The main goal of pre-training is to develop a general understanding of language across a broad spectrum. This foundational knowledge is crucial for the model to perform a wide range of language tasks. Pre-training involves a massive and diverse corpus that includes books, articles, websites, and other forms of written text from a wide array of subjects and domains. The model is trained using <em>unsupervised</em> learning techniques, primarily predicting the next word in a sequence. This extensive training helps the model understand context, grammar, and a vast vocabulary. However, pre-training requires significant computational power and time, often involving hundreds of GPUs or TPUs running for weeks or months due to the big dataset and the complexity of the model. As a result, the model is highly generalist, capable of performing reasonably well across a wide range of tasks without further modification.

## Fine-tuning

Fine-tuning tailors the pre-trained model to specific tasks or domains. The aim is to optimize the model's performance for particular applications, such as legal document analysis, medical diagnosis, or customer service interactions. Fine-tuning needs more specific and limited data compared to pre-training. It focuses on the particular language, style, or content relevant to the task or domain at hand. During fine-tuning, the model continues to learn, but this time under <em>supervised</em> conditions where it adjusts its parameters based on feedback specific to the task (e.g., correct answers in a Q&A task). Unlike pre-training, fine-tuning requires fewer computational resources. It’s usually quicker because the model is already largely trained and only needs adjustments to its existing knowledge base. The resulting model is expert in its specific area and may lose some of its general applicability outside the targeted domain. 

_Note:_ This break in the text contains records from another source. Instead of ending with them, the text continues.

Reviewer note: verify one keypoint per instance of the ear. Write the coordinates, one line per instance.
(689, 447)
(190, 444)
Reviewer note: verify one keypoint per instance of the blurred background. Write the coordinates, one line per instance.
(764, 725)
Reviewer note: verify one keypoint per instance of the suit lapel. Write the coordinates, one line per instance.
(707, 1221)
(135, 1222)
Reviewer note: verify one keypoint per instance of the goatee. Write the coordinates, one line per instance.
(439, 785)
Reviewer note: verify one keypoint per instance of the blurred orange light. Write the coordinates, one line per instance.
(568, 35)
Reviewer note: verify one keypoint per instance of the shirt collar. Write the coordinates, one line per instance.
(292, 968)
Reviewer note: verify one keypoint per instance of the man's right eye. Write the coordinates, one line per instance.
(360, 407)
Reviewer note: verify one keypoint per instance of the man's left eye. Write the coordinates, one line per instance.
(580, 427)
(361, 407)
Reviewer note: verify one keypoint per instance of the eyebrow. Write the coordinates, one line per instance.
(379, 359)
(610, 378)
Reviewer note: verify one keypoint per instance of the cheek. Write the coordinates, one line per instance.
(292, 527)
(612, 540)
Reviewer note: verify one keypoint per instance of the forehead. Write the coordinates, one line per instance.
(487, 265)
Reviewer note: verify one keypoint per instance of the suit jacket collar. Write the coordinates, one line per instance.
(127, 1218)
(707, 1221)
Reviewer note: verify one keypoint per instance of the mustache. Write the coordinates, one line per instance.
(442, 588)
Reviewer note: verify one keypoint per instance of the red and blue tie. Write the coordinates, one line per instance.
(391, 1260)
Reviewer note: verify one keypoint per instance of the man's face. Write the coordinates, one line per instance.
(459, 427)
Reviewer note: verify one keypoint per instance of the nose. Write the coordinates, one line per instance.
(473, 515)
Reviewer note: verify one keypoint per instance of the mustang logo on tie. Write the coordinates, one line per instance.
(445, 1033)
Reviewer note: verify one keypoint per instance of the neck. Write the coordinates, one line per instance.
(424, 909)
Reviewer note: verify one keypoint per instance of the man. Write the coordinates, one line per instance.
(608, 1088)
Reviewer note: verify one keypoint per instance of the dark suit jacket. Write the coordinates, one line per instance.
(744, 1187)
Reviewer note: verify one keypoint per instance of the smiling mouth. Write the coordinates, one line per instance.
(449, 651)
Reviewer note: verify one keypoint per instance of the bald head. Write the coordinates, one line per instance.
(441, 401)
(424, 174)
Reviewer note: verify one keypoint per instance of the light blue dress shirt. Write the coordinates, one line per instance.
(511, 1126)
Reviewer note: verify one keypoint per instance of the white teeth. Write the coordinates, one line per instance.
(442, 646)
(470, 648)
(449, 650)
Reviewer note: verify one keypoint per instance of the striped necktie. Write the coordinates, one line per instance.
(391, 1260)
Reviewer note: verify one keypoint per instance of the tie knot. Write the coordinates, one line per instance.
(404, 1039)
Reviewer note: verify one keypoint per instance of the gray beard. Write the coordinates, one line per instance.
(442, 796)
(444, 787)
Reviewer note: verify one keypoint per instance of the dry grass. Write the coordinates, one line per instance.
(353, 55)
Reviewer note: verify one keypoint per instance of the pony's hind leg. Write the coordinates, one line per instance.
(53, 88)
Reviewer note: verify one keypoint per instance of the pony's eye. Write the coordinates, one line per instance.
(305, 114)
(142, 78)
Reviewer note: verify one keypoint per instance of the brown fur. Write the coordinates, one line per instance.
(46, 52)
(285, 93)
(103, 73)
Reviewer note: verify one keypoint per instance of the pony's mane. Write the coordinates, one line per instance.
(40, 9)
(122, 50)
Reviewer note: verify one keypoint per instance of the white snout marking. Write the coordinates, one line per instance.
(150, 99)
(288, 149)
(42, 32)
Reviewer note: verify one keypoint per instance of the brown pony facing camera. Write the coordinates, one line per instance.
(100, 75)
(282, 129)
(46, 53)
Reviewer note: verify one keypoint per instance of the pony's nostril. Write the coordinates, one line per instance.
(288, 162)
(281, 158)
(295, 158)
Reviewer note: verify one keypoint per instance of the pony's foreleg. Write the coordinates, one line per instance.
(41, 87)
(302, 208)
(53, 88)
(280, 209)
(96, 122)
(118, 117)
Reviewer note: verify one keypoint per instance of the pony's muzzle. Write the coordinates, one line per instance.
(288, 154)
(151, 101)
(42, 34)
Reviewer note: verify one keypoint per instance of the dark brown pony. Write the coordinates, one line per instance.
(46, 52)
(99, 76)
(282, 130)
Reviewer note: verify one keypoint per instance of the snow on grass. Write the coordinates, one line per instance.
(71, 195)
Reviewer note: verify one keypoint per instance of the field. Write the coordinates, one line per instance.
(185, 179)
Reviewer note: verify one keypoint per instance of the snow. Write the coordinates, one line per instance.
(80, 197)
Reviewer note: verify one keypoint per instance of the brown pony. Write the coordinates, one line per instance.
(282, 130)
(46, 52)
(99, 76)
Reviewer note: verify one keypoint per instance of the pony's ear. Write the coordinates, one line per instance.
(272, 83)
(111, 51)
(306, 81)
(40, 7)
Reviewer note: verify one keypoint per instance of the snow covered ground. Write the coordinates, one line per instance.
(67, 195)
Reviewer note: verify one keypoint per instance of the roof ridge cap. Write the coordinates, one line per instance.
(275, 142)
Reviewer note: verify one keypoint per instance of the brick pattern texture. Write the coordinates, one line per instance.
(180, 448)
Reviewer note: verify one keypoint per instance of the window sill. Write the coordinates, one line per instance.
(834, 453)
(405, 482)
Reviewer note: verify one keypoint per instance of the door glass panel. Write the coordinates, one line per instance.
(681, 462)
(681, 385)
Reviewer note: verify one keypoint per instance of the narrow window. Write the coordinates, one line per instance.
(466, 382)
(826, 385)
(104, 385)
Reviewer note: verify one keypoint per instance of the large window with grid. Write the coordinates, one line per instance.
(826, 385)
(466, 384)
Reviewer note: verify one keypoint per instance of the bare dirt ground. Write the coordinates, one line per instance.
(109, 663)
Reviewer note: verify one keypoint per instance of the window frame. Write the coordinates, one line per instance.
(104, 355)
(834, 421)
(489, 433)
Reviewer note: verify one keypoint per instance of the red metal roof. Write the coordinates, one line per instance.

As we mentioned above, fine-tuning is conducted in supervised manner. Let's delve deeper in Supervised Fine Tuning.  


## Supervised Fine-tuning (SFT)

This technique is called "supervised" because the new dataset used for fine-tuning is labeled, meaning that the correct answers (or labels) are provided for each input example. The fine-tuning process uses this labeled data to adjust the model's weights to better predict the correct labels for new inputs. Typically, a lower learning rate is used during fine-tuning compared to initial training. This is to make smaller adjustments to the weights of the model, because it makes the fine-tuning process more stable and ensures the model retains the previously learned features without drastic alterations. 

SFT trains models to follow the instructions given in the labeled dataset, which enables them to perform well on the new task . However, these models might still produce harmful or unethical outputs despite their capacity to follow instructions. To better align these models with human values, further training with pairwise preference data is essential, employing methods like reinforcement learning with human feedback (RLHF) and direct preference optimization (DPO). Figure 1 shows the LLM training process.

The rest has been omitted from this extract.